As long as this man remains on patrol, with a pistol on his hip, the public can't have faith in the Ottawa police. I don't know how we can fix this problem within the system we've built. But we'd better figure it out.
At TVO.org, I wrote a column that's admittedly a placeholder. Ontario, right now, lives in a state of unknown. Our COVID-19 case numbers are moving fairly steadily in the wrong direction. It's very possible that this will not trigger a major surge in deaths, especially since we know better now the urgent need to protect our elderly, particularly the nursing and retirement homes. But these numbers are lagging indicators, as are hospitalizations and deaths. The cases we're seeing today reflect what was happening in mid-to-late August, and we haven't even opened the schools across all the province yet. This is creating not just a medical crisis and an economic crisis, I wrote, but also a crisis in our calendars. I know what I'm doing in three days. I'm reasonably confident with plans three weeks out from now. Three months? Nope. No clue. In the era of COVID, all plans are tentative.

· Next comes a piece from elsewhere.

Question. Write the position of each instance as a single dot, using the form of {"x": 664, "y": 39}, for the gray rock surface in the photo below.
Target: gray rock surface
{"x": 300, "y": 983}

As mentioned above, my Code 47 column about privilege got some attention beyond you fine folk right here. Jordan Heath-Rawlings of The Big Story podcast had me on for a good chat. He was pretty open about how my comments about people who identify as progressive having to maybe admit they're not, at least when it comes to their own family's wellbeing, struck a chord with him. If you have the time, it's worth a listen.
And last but not least, my only bit here exclusively at Code 47 this week — a nerdy historical musing about how far back in time you could do and still enjoy many of the little creature comforts we've come to take for granted in North America. Do you like toast? Well, good news. You’re clear back as far as the 1930s!